Environment

Grand Cayman to release ‘Frankenflies’ to battle disease-carrying mosquitoes

On Thursday, the government of the Cayman Islands announced plans to release genetically modified mosquitoes to battle the Aedes aegypti, pictured here, which carries the Zika virus and other diseases.
On Thursday, the government of the Cayman Islands announced plans to release genetically modified mosquitoes to battle the Aedes aegypti, pictured here, which carries the Zika virus and other diseases.

Tourist alert: Genetically modified mosquitoes are coming to Grand Cayman.

On Thursday, British manufacturer Oxitec announced it had finalized a deal with government officials to release its modified males on the island’s western tip to battle Aedes aegypti mosquitoes, the invasive bug that carries the Zika virus and other dangerous diseases. The move comes six years after a field trial on the island, the first ever for the altered insects, generated controversy for providing too little notice to citizens.

This time around, officials plan to meet with residents, beginning Thursday, and conduct a town hall meeting in upcoming weeks. The decision also follows the release of millions of mosquitoes in Brazil, the epicenter of a severe Zika outbreak, that helped quiet some opposition.

Oxitec expects to begin releasing the mosquitoes in June, spokesman Matthew Warren said Friday.

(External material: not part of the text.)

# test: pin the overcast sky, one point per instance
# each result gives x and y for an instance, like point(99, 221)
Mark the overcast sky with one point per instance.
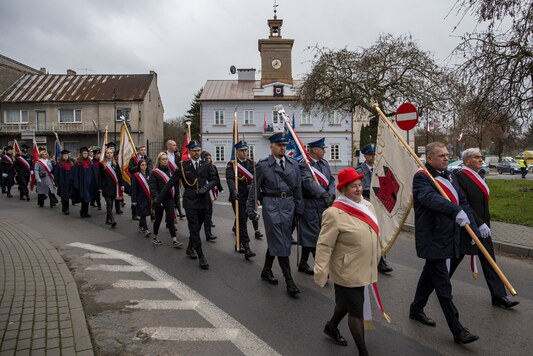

While no cases of Zika have occurred in the Caymans, the country remains on alert because the disease has popped up “in many of our neighboring countries,” Premier Alden McLaughlin said in a statement Thursday. The 2010 field trial reduced the population of Aedes aegypti by 96 percent, he said.

The tiny island nation, with a resident population of just 52,000, is one of the Caribbean’s hottest tourist attractions. In 2014, nearly two million visited the islands, which ranked among the top five destinations in the Caribbean for cruise ship passengers.

Meanwhile in the U.S., authorities earlier this year moved closer to clearing the way for the country’s first field trial near Key West. In a draft assessment, the Food and Drug Administration found that the mosquitoes posed no danger to the environment despite fierce opposition from some Keys residents. The agency is now taking public comment on that study, which it has extended to May 13.